Use active voice: "The committee approved" not "The committee gave approval." Default to active unless actor is unknown or unimportant.
Put statements in positive form: Say what is, not what isn't. "He thought Latin useless" not "He did not think Latin was useful."
Use definite, specific, concrete language: "It rained every day for a week" not "A period of unfavorable weather." "He grinned" not "He showed satisfaction."
Keep related words together: Don't separate subject from verb or verb from object unnecessarily. "In 1865 he published his work" not "He published, in 1865, his work."

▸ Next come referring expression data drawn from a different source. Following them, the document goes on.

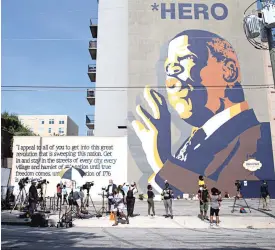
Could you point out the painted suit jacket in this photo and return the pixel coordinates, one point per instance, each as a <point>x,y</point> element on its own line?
<point>220,157</point>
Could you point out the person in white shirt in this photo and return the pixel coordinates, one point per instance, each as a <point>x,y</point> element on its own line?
<point>110,191</point>
<point>119,206</point>
<point>130,199</point>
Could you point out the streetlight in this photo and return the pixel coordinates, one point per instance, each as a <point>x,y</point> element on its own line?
<point>258,27</point>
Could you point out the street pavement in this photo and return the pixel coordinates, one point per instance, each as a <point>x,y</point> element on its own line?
<point>255,230</point>
<point>26,238</point>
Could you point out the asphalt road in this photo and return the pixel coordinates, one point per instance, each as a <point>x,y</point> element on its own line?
<point>132,238</point>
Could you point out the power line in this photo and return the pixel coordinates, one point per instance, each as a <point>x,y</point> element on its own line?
<point>125,87</point>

Place emphatic words at sentence end: "Although improvements occurred, crime increased" not "Crime increased, although improvements occurred."
Omit Needless Words
Eliminate verbose constructions:
- "the question as to whether" -> "whether"
- "there is no doubt but that" -> "no doubt"
- "used for fuel purposes" -> "used for fuel"
- "he is a man who" -> "he"
- "in a hasty manner" -> "hastily"
- "this is a subject that" -> "this subject"
- "the reason why is that" -> "because"
- "owing to the fact that" -> "since" or "because"
- "in spite of the fact that" -> "though" or "although"
- "call your attention to the fact that" -> "remind you"
- "the fact that" -> (delete or rephrase)
- "as to whether" -> "whether"
Don't bury the main point: "My arrival caused consternation" not "The fact that I had arrived was enough to cause consternation."
Needless Words
case: "In many cases, tests fail" -> "Tests often fail"
character, nature: "Acts of hostile character" -> "hostile acts" "Technical nature" -> "technical"
factor: "Training was a factor" -> "Training contributed" or "They won through training"
feature: Hackneyed word. Avoid as verb.
interesting: Don't announce content is interesting. Make it interesting.
very: Use sparingly. "Very tired" -> "exhausted"
respective, respectively: Usually omissible.
Technical Writing Usage
data: Plural. "These data show" not "This data shows"
fewer vs less: "fewer bugs" (countable), "less memory" (quantity)
while: Means "during the time that." Don't substitute for "and," "but," or "although."
etc.: Don't use after "such as" or "for example." Avoid if reader uncertain what's included.
Edit Ruthlessly
When writing:
- Draft without constraint
- Replace vague with specific
- Eliminate needless words
- Use active voice
- One topic per paragraph
- Emphatic words at end
Every word must justify its presence.